Two celebrated “Life” photographers who captured the injustices of segregation and the protest movement that defeated it, Steve Schapiro and Gordon Parks are featured, alongside Andrew Moore, a photographer with a more romantic view of the region.
Moore has been commissioned by Jackson Fine Art to conceptualize the South, a project he has pursued over the past few years. Six large photographs from his series “The South,” shot in Louisiana, Mississippi and Georgia command the gallery’s back room, pulsating with their distillation of the region’s light and colors.The majority of the works are exteriors that imbue the South with a lost-in-time air while highlighting the landscape’s uniquely luxuriant, verdant dimension.
A 70x90 photograph of a decrepit wooden railroad trestle being sucked back into the marauding green vegetation around it in “Old Highway 61 (Trestle)” shot in Tunica, Mississippi is more typical of Moore’s prey. In “Zydeco Zinger” Moore captures an amusement park ride, one of the casualties of Hurricane Katrina that sat underwater for weeks. The ride’s fanciful gilt design and scenes painted on its exterior contrasts markedly with a slash of graffiti and the dangling chains that once supported twirling riders.
Moore is nothing if not a skilled set designer, able to deftly choose a subject and execution that will deliver optimum emotional effects.
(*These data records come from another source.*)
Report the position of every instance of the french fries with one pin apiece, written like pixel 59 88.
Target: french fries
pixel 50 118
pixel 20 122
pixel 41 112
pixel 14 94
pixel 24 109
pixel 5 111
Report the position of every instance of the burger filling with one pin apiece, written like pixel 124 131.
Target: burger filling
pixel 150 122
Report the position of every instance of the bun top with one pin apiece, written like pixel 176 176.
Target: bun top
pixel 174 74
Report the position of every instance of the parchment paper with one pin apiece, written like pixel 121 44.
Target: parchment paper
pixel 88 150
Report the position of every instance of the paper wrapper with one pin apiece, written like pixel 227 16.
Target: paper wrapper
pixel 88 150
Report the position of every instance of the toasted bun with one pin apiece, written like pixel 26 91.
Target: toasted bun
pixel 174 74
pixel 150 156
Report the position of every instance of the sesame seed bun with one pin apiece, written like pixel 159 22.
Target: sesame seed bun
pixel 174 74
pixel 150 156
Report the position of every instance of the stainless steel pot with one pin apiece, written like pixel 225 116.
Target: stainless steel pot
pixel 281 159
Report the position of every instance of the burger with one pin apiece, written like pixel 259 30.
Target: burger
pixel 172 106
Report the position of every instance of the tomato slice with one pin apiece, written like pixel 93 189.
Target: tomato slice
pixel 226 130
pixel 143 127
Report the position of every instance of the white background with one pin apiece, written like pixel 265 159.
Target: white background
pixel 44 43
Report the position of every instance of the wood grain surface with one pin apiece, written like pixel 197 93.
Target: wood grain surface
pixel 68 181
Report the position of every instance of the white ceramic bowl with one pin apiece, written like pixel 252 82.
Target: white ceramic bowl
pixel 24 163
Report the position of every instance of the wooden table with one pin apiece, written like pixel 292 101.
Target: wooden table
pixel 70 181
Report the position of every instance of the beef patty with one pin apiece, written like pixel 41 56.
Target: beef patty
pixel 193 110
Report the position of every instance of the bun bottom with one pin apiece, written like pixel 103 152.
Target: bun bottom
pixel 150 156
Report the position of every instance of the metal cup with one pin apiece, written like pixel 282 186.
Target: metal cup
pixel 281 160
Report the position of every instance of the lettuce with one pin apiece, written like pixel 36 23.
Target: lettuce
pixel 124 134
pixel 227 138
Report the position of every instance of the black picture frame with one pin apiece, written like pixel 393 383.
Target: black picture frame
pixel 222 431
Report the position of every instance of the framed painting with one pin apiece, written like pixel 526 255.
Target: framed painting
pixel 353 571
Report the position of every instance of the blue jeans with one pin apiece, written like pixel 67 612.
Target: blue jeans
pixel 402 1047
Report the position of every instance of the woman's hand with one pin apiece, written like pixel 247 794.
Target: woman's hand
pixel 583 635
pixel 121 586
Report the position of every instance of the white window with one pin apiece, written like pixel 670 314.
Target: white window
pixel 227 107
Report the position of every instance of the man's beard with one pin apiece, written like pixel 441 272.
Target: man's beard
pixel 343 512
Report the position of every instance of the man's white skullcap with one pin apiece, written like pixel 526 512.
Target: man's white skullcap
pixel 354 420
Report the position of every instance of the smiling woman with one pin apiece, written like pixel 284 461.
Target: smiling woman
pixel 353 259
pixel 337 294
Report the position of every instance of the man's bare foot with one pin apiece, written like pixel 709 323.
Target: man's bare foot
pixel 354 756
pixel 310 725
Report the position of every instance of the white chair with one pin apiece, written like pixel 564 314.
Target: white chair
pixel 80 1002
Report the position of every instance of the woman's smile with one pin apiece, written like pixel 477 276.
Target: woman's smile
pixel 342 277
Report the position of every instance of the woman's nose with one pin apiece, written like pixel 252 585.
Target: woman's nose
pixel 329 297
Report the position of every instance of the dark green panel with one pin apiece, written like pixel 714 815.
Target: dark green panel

A clear blue sky contrasts mightily with the derelict ride and typifies a style of photography Moore is known for that some have characterized as “ruins porn” for capturing the visual splendor in decay. Moore’s vision of the South is typically operatic and gorgeously staged, filled with affection for the unique look and feel of the place.
Moore has made his name photographing places that combine grandeur and desolation, as in his photographs of the crumbling behemoths of downtown Detroit’s recession-ravaged landscape or the sadly fading beauty of a once-grand Cuba. That same sensibility informs Moore’s treatment of the region in “The South.” The consummate image in that vein is Moore’s “Mrs. Clara Hornsby, Twiggs St.” featuring an elderly African-American woman in a daffodil-colored dress standing before a stately home that appears to be caving in. The porch bows, the paint peels, the vines creep onto the second story, as if reclaiming this human-made creation back to nature.
But civilization is the culprit in Steve Schapiro’s black and white images of protesters and witnesses to the burgeoning 1960s protest movement and in Gordon Parks’ photos of meticulously groomed and turned-out African-American parents and children. These protesters and families attest to the ugly, voracious lapping tongue of racism at segregated drinking fountains, bathrooms, theaters and ice cream parlors throughout the South. Side by side, the historical work of Schapiro and Parks and Moore’s grand contemporary work offer a vision of the South, in good and bad times.